Bedrock City Comic Company - Westheimer

Bedrock City Comics boasts four Houston-area locations, covering every comic book devotee from Clear Lake to FM 1960 and all points in between with stacks and stacks of inked tales. There's also a selection of collectibles in each store that will make your inner child salivate with glee, and the online store is also addicting. Right now we have our eyes on a vintage Batman toy. We can skip rent if what we buy with the money is cool, right? Be sure to join the membership roster to get discounts and sneak peeks at new stuff. It's like being in the Justice League, only your superpowers are saving money.

Vinal Edge
Photo by Daniel Kramer

It may be a drive for the average Inner Looper, but to vinyl fetishists and people looking for undiscovered gems, North Houston's Vinal Edge is a worthy weekend road-trip destination. Just be sure to save some dough for gas money. Housed inside a nondescript shopping center on Veterans Memorial are thousands of LPs, discs, posters and other assorted musical nuggets ready for your plundering. Texas singer-songwriter Daniel Johnston is a devoted shopper here, sometimes trading a few of his new art pieces and drawings for a handful of records. If you can't make the drive, the entire inventory is also online.
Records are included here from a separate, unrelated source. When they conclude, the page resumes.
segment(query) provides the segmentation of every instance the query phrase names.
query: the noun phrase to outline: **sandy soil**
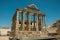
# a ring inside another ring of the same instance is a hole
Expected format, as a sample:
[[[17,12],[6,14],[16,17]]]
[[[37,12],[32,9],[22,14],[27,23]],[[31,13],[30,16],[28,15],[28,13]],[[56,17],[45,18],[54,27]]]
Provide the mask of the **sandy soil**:
[[[9,40],[9,36],[0,36],[0,40]]]

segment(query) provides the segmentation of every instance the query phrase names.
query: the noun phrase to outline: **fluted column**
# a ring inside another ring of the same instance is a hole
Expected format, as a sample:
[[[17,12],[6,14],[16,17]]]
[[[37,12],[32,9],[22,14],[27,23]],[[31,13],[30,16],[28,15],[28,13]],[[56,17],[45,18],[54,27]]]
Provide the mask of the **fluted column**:
[[[39,31],[41,31],[41,27],[42,27],[42,16],[39,15]]]
[[[28,30],[30,31],[30,18],[29,18],[29,12],[27,12],[27,27],[28,27]]]
[[[36,13],[36,31],[38,31],[38,13]]]
[[[35,14],[34,14],[34,27],[33,27],[33,31],[36,30],[36,26],[35,26]]]
[[[22,30],[24,31],[24,12],[22,12]]]
[[[44,16],[44,26],[45,26],[45,32],[46,32],[46,16]]]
Say you have a pet in crisis, or one with special needs — maybe an elderly rescue fraught with medical problems, some of which require surgery. Forget all the Aggie jokes you've ever heard or told and head straight to the Small Animal Clinic at Texas A&M, where on any given day, Houstonians can be found in the waiting room. It's a drive, but not much more so than across Houston during rush hour. It's also expensive, but this is the place that trains all the other vets, so why not go straight to the source? (You can pay it out, and they're not profit-crazy.) The neurological team is stellar — our precious bundle was walking the day after spinal cord surgery. Precious Bundle is still walking, by the way...and running, happily.